Brazil is another country facing a significant challenge. It enjoyed a period of negative real interest rates in 2020–2022, which helped reduce debt ratios. However, real rates near 10% have returned with a vengeance, and debt is rising again. Fiscal deficits are expected to remain very high in the coming years (in the order of 7–8%, according to IMF forecasts), while GDP growth remains low. Brazil is experiencing “fiscal dominance,” a condition in which monetary policy is constrained by the growing weight of interest expenses on fiscal expenditures. The last time Brazil experienced a surge in debt levels (1998–2002), it was able to reduce them thanks to a fortuitous economic shock brought about by the China-fueled super-commodity cycle (2002–2012). The chart below shows how the combination of strong economic growth, capital inflows, and currency appreciation reduced debt levels during this period. Unfortunately, a repeat of these circumstances is unlikely. It is far more probable that Brazil will have to resort to yield curve control measures and higher inflation to bring debt levels under control.

Turkey is a recent example of a country that has successfully deleveraged through financial repression. The latest IMF Staff Report on Turkey outlines the measures adopted: monetary expansion to inflate prices; suppression of government bond yields to artificially low levels; interest rate caps on loans; mandated holdings of government bonds at below-market rates; limits on offshore swaps; and export surrender requirements (i.e., capital flow management measures). The result of these anti-market policies of financial repression has been a significant reduction in debt ratios, creating the conditions for an eventual new credit cycle.

China stands out for its continued rapid debt accumulation in recent years. While much of the world successfully implemented financial repression policies during the pandemic years, China faced a deflationary environment caused by a collapse in real estate prices and an oversupply of manufactured goods.
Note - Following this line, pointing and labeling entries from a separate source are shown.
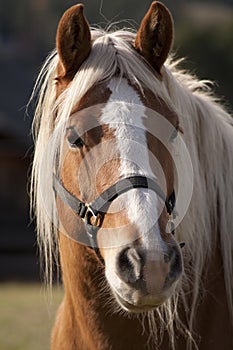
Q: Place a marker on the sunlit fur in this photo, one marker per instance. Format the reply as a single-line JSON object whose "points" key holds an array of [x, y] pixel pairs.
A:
{"points": [[208, 136]]}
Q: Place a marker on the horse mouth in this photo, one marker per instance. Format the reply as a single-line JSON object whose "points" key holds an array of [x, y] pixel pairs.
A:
{"points": [[135, 308]]}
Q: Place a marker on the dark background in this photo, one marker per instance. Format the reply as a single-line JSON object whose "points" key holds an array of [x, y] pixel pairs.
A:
{"points": [[204, 35]]}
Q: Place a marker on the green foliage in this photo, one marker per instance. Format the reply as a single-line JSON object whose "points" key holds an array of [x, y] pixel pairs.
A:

According to the BIS, the total debt-to-GDP ratio is approaching 300%—a figure that would be considerably higher if Chinese GDP were measured in line with Western standards. China appears to be following the path of Japan—growing government debt and exports to compensate for weak domestic demand—a model that will likely cause rising trade tensions.
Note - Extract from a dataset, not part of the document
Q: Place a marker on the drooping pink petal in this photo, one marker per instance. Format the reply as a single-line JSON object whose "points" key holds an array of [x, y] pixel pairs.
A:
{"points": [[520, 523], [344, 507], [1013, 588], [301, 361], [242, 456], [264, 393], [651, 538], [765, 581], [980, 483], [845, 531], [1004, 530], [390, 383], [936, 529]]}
The chart below shows BIS debt data on most of the world’s prominent economies.

Countries highlighted in red are those that have accumulated debt quickly to excessive levels, either at the government level or across the entire non-bank sector (government, households, and corporations) and are expected to see further increases in debt-to-GDP ratios over the next five years (according to IMF estimates).
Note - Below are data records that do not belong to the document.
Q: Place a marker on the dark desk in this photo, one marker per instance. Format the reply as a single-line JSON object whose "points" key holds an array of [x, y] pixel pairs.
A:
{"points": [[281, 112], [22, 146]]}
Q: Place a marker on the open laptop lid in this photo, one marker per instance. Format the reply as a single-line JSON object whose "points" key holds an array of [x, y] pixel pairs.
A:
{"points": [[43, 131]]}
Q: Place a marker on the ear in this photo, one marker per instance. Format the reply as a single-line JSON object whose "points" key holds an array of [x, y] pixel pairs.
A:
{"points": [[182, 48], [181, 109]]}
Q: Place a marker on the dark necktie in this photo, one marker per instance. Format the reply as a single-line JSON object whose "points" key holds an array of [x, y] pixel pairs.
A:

Countries in black may have experienced rapid debt accumulation but still have the capacity to increase debt and are not expected to run large fiscal deficits in the future.

Countries in green have accumulated debt at a moderate pace and still have room to increase debt ratios.

The first two columns show the increase in debt ratios over the past ten years; the next two columns show debt ratio levels as of Q3 2024; and the final column shows IMF estimates of the annual increase in government debt ratios over the next five years.

China, Brazil, Japan, France, and the United States are the countries with the most concerning public sector debt dynamics and are, therefore, the most likely to engage in financial repression.


Mexico, Indonesia, Germany, Poland, and Turkey have sound debt dynamics and are less likely to resort to financial repression.

The United States and the United Kingdom have both successfully used financial repression to stabilize debt ratios. However, they still have high debt levels that are expected to increase in the coming years. As the chart from Lynn Alden (https://www.lynalden.com/) shows, the United States has largely repeated the path it followed between 1920 and 1950. That period was followed by a long phase of high growth and low deficits, which significantly lowered debt ratios. Today, optimists foresee a tech-driven productivity boom that could lead to a similar outcome over the next decade. Pessimists, however, point to poor demographics, disappointing productivity trends over the past twenty years, and rising obligations for defense, healthcare, and social security, all of which suggest a much bleaker outlook.